Flood Prevention
Wastewater Manhole Management in Athens Metropolitan Sewage Network
This demonstrator will focus on a network of ultrasound water-level measurement sensors used for the early flood warning in the Athens metropolitan area. During the past few years, the Athens metropolitan area has been affected by sudden and very heavy rainfall that renders systematic prevention effortless, due the transitional behaviour of the event. Nevertheless, the water and sewage company (EYDAP SA) utilises a network of sensors to better manage these types of events and rapidly deploy anti-measures consisting of tankers rushing towards the flooding sites trying to resolve the problem.
FUELICS ultrasound liquid level monitoring sensors have already been deployed (less than a dozen) within the sewage network of the city of Athens and are installed under the manhole lids in order to measure the level of underlying rain or sewage water. The city’s sewage network is many kilometres in length. The sensors are mostly deployed in locations where a high frequency of flooding has been observed, and a few are deployed upstream of these locations to provide additional measurements and early warnings of possible flood events.
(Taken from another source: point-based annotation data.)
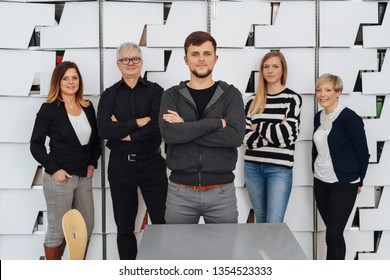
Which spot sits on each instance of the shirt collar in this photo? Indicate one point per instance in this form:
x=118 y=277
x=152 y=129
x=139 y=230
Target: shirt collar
x=140 y=80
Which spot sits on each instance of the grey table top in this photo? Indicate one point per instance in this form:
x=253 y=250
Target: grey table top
x=219 y=242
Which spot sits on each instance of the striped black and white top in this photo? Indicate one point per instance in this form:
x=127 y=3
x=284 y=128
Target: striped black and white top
x=277 y=129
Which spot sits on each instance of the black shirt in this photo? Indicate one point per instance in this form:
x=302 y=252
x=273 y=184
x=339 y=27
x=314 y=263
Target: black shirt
x=128 y=104
x=202 y=97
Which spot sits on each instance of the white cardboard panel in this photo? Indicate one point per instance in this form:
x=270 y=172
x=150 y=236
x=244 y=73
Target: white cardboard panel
x=300 y=205
x=21 y=19
x=19 y=210
x=125 y=21
x=17 y=166
x=378 y=82
x=305 y=240
x=21 y=247
x=355 y=240
x=249 y=13
x=340 y=21
x=78 y=28
x=239 y=180
x=346 y=63
x=294 y=27
x=378 y=36
x=302 y=172
x=307 y=116
x=180 y=23
x=227 y=69
x=19 y=68
x=377 y=219
x=383 y=252
x=301 y=69
x=18 y=129
x=378 y=174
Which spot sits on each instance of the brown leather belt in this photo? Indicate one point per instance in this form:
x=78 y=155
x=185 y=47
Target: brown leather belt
x=201 y=188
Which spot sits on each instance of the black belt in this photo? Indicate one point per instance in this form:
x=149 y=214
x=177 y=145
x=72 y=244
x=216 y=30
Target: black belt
x=137 y=157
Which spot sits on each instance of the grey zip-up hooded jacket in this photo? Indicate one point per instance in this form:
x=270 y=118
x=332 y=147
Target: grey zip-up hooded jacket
x=201 y=152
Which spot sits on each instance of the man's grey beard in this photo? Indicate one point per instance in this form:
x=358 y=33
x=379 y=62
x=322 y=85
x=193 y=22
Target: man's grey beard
x=196 y=74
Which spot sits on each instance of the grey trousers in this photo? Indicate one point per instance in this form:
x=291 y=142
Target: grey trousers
x=186 y=206
x=75 y=193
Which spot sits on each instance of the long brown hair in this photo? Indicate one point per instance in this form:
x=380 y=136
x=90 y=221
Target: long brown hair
x=55 y=89
x=260 y=100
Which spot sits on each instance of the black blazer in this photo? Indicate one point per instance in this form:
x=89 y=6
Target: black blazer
x=66 y=151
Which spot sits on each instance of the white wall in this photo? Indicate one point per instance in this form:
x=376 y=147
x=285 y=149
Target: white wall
x=293 y=32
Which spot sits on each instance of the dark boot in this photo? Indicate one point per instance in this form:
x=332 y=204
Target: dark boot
x=53 y=253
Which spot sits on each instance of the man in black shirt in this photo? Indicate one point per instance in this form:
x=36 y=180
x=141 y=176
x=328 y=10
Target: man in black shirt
x=128 y=118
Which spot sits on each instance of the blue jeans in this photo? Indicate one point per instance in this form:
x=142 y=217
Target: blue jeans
x=269 y=187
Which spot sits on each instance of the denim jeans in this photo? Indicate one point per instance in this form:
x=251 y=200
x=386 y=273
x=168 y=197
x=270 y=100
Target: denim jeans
x=269 y=187
x=75 y=193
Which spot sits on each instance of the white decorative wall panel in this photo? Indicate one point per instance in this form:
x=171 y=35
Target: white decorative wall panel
x=21 y=19
x=378 y=174
x=378 y=36
x=294 y=27
x=180 y=23
x=10 y=120
x=307 y=115
x=377 y=219
x=21 y=247
x=300 y=205
x=248 y=61
x=249 y=13
x=383 y=252
x=14 y=218
x=175 y=72
x=378 y=83
x=356 y=241
x=301 y=69
x=19 y=68
x=346 y=63
x=302 y=172
x=293 y=32
x=340 y=21
x=125 y=21
x=17 y=166
x=244 y=206
x=78 y=28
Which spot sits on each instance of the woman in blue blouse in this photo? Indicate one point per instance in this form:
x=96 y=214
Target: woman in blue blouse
x=70 y=122
x=339 y=159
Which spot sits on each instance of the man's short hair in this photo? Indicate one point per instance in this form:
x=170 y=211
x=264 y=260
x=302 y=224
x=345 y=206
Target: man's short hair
x=197 y=38
x=127 y=46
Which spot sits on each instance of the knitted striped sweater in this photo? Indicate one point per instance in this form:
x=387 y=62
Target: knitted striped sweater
x=277 y=129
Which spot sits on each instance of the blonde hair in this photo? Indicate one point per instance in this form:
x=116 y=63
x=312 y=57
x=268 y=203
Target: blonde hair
x=330 y=78
x=55 y=84
x=260 y=100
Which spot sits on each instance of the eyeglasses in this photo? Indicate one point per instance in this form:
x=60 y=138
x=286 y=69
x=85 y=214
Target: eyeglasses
x=126 y=60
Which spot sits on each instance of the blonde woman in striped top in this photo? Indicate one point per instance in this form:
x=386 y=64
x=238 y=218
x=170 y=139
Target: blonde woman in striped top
x=272 y=127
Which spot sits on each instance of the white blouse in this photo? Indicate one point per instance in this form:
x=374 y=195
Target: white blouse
x=82 y=127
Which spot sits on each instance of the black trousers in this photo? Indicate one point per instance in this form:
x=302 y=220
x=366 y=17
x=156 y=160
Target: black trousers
x=335 y=203
x=125 y=177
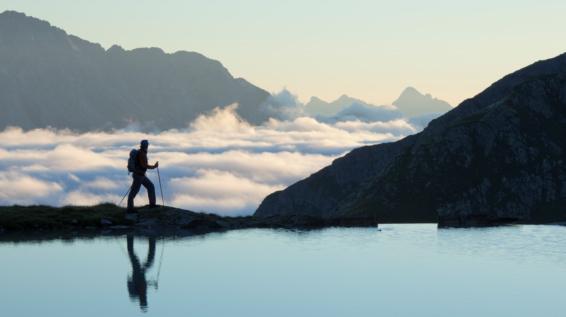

In the case of a heavy rainfall, the time window the authorities have between detecting a possible flood event and reacting is currently in the order of 10 minutes, which is the time it takes them to deploy on-site anti-flood measures. For this reason the FUELICS sensors are currently configured to connect and transmit data every 5 minutes to the authorities in order to inform them as soon as possible of expected floods. This configuration leads to a waste of energy on the sensors because they send data very frequently even when there is zero probability of flooding, which dramatically decreases the battery life. Furthermore, the fact that each sensor operates autonomously, leaves all the data that are collected from the network of the upstream deployed sensors unutilised.
Added value by Swarmchestrate: The goal of the demonstrator is twofold. Firstly, to deploy an application that will dynamically reconfigure a large network of sensors, around 100 of them, using data from external sources like weather forecast and weather statistics databases to optimise the measurement and connection interval of each sensor, and maximise the battery life without decreasing the capability to detect a flood event. The application will also use the external data to dynamically create Swarms of these application components (deployed as containerised microservices) in the Cloud-to-Edge continuum that will combine the measurements and use the upstream data to forecast a possible flood event before it actually occurs and gets detected by the physical sensor, thus providing to EYDAP a longer reaction window. The application will be able to use the sensor-containers to send reconfiguration commands to the sensors and physically change their behaviour as needed.
Secondly, we will create large scale simulations of deployments, including hundreds to thousands of sensors in the Athens metropolitan area, using historical data of rainfall from previous years. The aim is to validate the operation of the application in an even larger scale and assess the effectiveness of the deployments in a simulated environment which will allow authorities to have more confidence in selecting the proper location for the installation of the sensors before the actual rollout. This implementation will be utilising the decentralised simulation environment developed by Swarmchestrate. A digitally signed support letter from EYDAP is provided.